Parliament has agreed that companies should be able to deduct fines imposed abroad from taxes under certain conditions. This breaks with recommendations from the federal government to tighten tax laws.
On Monday, the House of Representatives approved the compromise proposal from the Senate by 108 to 86 votes, paving the way for it to go for a final vote. The proposal permits companies to deduct penalties imposed abroad from their taxes under two conditions: if the penalties violate the Swiss public order or "if the taxpayer credibly demonstrates that they have taken all reasonable steps to comply with the law".
Domestic sanctions and fines are not tax deductible.
Left-wing party members came up short in the vote. Following the final tally, one socialist party memberExternal link commented that the compromise proposal offers “tax subsidies” to companies that act illegally.

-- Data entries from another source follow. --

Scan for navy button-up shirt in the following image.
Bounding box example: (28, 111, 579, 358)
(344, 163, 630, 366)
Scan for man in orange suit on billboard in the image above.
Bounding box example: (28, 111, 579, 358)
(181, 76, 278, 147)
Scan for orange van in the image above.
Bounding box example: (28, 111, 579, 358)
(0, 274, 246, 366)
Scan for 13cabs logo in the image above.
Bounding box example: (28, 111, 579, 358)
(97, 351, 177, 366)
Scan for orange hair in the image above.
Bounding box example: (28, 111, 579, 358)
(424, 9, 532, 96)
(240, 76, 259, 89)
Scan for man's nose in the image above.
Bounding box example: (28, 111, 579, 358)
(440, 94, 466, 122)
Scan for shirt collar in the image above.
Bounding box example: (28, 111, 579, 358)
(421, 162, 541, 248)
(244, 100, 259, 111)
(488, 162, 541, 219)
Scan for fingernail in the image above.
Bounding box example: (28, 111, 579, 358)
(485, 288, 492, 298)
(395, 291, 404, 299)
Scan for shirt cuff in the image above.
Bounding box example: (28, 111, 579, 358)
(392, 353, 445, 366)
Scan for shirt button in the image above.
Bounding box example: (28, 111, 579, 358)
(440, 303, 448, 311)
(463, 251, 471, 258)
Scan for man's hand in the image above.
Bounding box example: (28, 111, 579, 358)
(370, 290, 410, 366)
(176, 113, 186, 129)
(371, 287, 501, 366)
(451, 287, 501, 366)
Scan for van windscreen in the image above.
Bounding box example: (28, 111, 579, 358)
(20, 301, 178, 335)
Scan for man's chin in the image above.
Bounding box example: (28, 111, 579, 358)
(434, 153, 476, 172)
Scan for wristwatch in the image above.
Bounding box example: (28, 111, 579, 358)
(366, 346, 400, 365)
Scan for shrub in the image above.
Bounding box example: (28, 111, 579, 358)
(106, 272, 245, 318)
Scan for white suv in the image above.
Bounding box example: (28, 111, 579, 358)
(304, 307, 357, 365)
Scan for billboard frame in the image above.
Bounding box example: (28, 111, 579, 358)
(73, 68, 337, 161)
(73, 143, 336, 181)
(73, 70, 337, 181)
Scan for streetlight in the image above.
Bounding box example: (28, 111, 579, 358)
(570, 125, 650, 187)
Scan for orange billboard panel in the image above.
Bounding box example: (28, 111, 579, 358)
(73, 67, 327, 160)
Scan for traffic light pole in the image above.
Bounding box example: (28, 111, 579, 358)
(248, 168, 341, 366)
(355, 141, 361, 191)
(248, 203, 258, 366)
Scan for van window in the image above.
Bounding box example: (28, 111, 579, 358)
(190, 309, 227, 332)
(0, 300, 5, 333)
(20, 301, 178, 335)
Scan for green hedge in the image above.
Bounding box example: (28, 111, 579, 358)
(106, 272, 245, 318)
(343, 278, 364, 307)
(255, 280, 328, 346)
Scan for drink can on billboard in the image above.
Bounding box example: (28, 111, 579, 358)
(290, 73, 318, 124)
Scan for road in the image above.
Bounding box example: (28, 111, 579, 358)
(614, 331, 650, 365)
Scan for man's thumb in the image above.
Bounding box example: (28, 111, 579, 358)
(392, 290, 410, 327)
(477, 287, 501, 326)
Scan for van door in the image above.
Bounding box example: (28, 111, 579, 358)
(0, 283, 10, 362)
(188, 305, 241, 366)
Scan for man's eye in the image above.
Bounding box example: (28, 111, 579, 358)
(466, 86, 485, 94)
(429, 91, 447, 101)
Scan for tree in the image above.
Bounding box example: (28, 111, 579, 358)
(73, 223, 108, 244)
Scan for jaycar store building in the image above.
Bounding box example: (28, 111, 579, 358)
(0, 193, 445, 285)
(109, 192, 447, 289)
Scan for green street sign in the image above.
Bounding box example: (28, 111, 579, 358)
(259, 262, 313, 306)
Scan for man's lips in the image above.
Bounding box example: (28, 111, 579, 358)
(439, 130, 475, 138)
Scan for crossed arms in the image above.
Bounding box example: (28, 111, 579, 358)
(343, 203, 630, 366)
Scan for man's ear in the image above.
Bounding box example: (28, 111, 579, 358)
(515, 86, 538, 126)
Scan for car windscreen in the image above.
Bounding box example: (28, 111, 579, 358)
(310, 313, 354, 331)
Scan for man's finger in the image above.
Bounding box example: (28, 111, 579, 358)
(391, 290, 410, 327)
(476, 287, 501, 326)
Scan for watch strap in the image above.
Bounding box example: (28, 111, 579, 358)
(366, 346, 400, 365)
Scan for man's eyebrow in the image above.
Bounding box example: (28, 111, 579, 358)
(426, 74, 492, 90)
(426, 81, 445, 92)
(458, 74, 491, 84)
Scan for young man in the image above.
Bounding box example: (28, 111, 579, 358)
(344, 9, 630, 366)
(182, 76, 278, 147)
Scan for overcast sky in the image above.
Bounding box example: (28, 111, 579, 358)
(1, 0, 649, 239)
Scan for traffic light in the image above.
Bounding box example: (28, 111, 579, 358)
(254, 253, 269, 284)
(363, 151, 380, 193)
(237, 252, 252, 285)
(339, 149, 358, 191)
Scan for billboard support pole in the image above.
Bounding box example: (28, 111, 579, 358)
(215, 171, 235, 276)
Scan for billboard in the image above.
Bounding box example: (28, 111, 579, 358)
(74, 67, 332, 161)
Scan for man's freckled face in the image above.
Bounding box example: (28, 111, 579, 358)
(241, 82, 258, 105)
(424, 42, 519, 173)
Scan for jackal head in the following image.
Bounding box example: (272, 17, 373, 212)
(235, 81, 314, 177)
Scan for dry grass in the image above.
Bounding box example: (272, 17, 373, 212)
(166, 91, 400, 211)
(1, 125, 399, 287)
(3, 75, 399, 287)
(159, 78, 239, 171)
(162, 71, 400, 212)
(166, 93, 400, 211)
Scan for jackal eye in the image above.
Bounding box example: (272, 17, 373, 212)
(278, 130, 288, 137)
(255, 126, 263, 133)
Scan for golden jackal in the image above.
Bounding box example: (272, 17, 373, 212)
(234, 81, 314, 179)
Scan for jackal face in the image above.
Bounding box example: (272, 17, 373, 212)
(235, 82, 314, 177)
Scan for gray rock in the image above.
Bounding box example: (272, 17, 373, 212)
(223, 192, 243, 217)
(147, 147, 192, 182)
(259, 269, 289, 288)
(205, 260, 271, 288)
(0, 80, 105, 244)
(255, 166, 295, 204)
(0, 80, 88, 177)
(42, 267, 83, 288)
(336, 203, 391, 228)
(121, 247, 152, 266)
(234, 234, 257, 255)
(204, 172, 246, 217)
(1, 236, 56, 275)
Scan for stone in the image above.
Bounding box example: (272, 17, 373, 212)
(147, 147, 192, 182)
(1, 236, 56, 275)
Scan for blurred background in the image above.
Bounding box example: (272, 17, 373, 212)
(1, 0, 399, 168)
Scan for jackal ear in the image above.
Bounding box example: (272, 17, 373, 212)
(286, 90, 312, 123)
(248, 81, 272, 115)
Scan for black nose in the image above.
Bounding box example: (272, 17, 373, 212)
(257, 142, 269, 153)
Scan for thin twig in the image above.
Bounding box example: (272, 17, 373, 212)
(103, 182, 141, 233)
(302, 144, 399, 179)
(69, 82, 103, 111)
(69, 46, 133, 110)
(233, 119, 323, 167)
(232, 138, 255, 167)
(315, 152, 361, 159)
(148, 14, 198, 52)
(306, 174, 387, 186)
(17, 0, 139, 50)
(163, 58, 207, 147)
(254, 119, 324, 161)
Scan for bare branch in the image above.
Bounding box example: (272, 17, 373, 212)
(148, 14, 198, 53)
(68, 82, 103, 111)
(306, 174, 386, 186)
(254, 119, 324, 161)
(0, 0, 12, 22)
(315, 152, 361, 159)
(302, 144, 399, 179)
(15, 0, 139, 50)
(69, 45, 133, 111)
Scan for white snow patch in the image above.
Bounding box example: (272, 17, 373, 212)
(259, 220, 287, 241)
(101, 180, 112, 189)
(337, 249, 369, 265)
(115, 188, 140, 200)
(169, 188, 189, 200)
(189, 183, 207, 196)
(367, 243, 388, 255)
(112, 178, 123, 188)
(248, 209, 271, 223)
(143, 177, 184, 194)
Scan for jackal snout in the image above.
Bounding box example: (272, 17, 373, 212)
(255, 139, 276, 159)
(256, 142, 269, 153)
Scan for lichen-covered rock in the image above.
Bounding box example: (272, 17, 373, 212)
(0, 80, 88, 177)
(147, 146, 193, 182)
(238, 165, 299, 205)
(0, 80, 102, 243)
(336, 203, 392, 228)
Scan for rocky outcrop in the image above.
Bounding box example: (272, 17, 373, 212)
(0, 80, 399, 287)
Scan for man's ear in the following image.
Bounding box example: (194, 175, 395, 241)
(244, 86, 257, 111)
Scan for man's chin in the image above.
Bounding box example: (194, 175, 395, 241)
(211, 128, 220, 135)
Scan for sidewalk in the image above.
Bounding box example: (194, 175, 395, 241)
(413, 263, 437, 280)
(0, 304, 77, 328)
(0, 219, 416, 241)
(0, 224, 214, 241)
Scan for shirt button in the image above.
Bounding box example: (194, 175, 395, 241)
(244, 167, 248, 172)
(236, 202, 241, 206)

The government’s version of the draft did not allow companies to deduct fines imposed abroad from taxes, something that the Senate had also supported early on. However, in December 2019, the Senate agreed to the compromise proposal adopted by the House on Monday.
In early 2019, Swiss bank UBS was sentenced by a French court to pay a fine and damages of €4.5 billion. UBS has appealed the decision.
Based on the proposal, Swiss authorities would have to assess in the case of UBS whether the bank had taken all reasonable steps to act in good faith. If this were the case, the big bank would be allowed to deduct the possible fine from taxes in Switzerland.
To date, there are no explicit rules on whether companies can or can’t deduct fines, penalties and sanctions of a punitive nature from taxes. Practice varied across cantons creating legal uncertainty. This led parliament to draw up legislation.